—Ceux qui ne font ni l'un ni l'autre s'ennuient dans le monde ou y sont ennuyeux. Je ne suis pas un causeur de salon, moi. Je ne suis pas encore assez creux pour me faire écouter sans rien dire. Voyons, Thérèse, veux-tu que je me jette dans le monde à nos risques et périls?
—Pas encore, dit Thérèse; patiente un peu. Hélas! je n'étais pas préparée à te perdre si tôt!
L'accent douloureux et le regard déchirant de Thérèse irritèrent Laurent plus que de coutume.
—Tu sais, lui dit-il, que tu me ramènes toujours à tes fins avec la moindre plainte, et tu abuses de ton pouvoir, ma pauvre Thérèse. Ne t'en repentiras-tu pas un jour, si tu me vois malade et exaspéré?
—Je m'en repens déjà, puisque je t'ennuie, répondit-elle. Fais donc ce que tu voudras!

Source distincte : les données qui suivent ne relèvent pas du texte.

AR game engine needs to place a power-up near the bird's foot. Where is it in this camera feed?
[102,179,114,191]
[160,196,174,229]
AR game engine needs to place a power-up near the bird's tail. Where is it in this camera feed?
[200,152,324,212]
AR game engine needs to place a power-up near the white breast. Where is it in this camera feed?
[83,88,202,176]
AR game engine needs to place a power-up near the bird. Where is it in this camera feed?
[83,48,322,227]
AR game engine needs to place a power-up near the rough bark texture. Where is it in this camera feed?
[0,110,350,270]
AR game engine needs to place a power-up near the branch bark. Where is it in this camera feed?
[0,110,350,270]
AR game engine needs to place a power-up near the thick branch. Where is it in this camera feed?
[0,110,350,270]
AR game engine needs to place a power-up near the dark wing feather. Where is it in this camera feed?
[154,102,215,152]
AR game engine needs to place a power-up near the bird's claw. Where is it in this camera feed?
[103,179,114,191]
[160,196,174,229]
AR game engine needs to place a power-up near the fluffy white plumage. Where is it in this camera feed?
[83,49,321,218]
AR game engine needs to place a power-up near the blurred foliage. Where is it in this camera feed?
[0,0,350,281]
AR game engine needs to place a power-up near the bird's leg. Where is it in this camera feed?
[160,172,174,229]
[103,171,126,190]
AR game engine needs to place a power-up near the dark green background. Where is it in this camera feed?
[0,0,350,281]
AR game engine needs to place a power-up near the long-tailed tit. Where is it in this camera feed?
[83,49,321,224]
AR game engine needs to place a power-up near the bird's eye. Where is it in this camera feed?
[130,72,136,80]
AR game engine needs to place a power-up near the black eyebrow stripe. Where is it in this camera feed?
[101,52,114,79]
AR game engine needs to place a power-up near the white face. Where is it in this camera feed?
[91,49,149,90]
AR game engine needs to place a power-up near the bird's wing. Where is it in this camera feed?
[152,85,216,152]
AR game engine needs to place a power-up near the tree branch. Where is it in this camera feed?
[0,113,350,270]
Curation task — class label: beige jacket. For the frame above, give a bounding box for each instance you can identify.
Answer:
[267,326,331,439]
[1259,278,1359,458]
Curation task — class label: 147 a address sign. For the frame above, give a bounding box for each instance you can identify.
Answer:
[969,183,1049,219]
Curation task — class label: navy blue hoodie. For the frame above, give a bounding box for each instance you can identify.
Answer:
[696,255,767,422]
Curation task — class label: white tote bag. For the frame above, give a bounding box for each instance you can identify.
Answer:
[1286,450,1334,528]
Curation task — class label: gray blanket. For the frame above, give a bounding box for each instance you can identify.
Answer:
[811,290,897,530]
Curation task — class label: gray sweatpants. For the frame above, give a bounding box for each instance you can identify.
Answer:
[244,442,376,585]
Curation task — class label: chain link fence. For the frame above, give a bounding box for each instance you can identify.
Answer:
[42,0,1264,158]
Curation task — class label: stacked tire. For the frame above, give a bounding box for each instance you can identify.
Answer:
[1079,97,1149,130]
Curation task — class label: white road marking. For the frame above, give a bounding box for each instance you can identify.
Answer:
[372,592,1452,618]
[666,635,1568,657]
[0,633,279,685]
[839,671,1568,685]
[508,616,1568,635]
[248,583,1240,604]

—Ainsi tu m'abandonnes à ma destinée? Es-tu déjà lasse de lutter? Tiens, ma chère, c'est toi qui ne m'aimes plus!
—Au ton dont tu le dis, il semble que tu désires que cela soit!
Il répondit: «Non;» mais, un instant après, c'était oui sous toutes les formes. Thérèse était trop sérieuse, trop fière, trop pudique. Elle ne voulait pas descendre avec lui des hauteurs de l'empyrée. Un mot leste lui semblait un outrage, un souvenir sans importance encourait sa censure. Elle était sobre en tout et ne comprenait rien aux appétits capricieux, aux fantaisies immodérées. Elle était la meilleure des deux, à coup sûr, et, s'il lui fallait des compliments, il était prêt à lui en faire; mais s'agissait-il de cela entre eux? La question n'était-elle pas de trouver le moyen de vivre ensemble? Autrefois, elle était plus gaie, elle avait été coquette avec lui, et elle ne voulait plus l'être; elle était maintenant comme un oiseau malade sur son bâton, les plumes ébouriffées, la tête dans les épaules et l'oeil éteint. Sa figure pâle et morne était quelquefois effrayante. Dans cette grande chambre sombre attristée des restes d'un vieux luxe, elle lui faisait l'effet d'un spectre. Par moments, il avait peur d'elle. Ne pouvait-elle remplir cet intérieur lugubre de chants bizarres et de joyeux éclats de rire?
—Voyons: que faire pour secouer cette mort qui glace les épaules?
Mets-toi au piano, et joue-moi une valse. Je vais valser tout seul.
Sais-tu valser, toi? Je parie que non! Tu ne sais rien que de triste!
—Tiens, dit Thérèse en se levant, partons demain, et advienne que pourra! Tu deviendrais fou ici. Ce sera peut-être pire ailleurs; mais j'irai jusqu'au bout de ma tâche.